Amazon Aggregators Like Thrasio and Perch Are Raising Billions of Dollars to Buy Mom-And-Pop Sellers in a Crowded Market

Katie Schoolov

Amazon aggregators are in the midst of a buying frenzy. They're trying to entice sellers who have successful brands on Amazon with incentives like Tesla giveaways and exclusive parties.

Some of the biggest Amazon aggregators, Thrasio and Perch, have valuations in the billions of dollars. In July, they were among the many companies in the space attending the Prosper Show, a popular conference for Amazon sellers.

The marketing and recruiting dollars were flowing as they sought to lure sellers to join them.

Performers entertain Amazon sellers at an exclusive after party thrown by Amazon aggregator Thrasio at The Bellagio in Las Vegas, Nevada, on July 14, 2021.
Chris McCabe
Performers entertain Amazon sellers at an exclusive after party thrown by Amazon aggregator Thrasio at The Bellagio in Las Vegas, Nevada, on July 14, 2021.

"People giving away a Tesla, just a lot of talk on the commissions if you're able to bring in a deal, and just to be honest, it's like the talk of the town," said Casey Gauss, a vice president at Thrasio, which has raised $1.75 billion and acquired more than 125 Amazon brands since it was founded in 2018.

CNBC ranked Thrasio, whose investors include Oaktree Capital and Upper90 Capital, 22nd on the 2021 Disruptor 50 list.

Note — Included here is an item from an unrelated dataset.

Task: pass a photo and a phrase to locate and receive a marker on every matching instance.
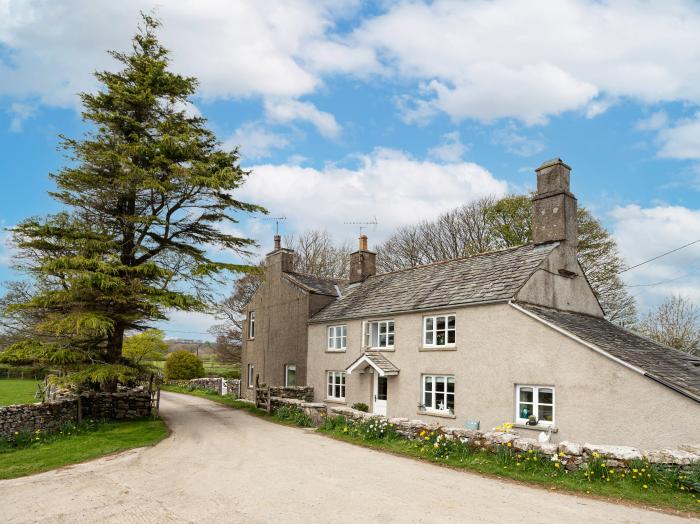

Following the success of Thrasio and others, the number of aggregators has grown rapidly in the past few months. There are now at least 69 Amazon aggregators based in at least 12 countries, and they've raised more than $7 billion collectively since April 2020, according to Marketplace Pulse.

"Micro brands have been taking off for a long time and I think it's getting to this tipping point," said Chris Bell, who founded Perch in 2019. Perch has raised $900 million, from investors including Spark Capital and Tectonic Ventures, and acquired more than 70 brands.

Bell sees a few likely reasons why the momentum has picked up so dramatically.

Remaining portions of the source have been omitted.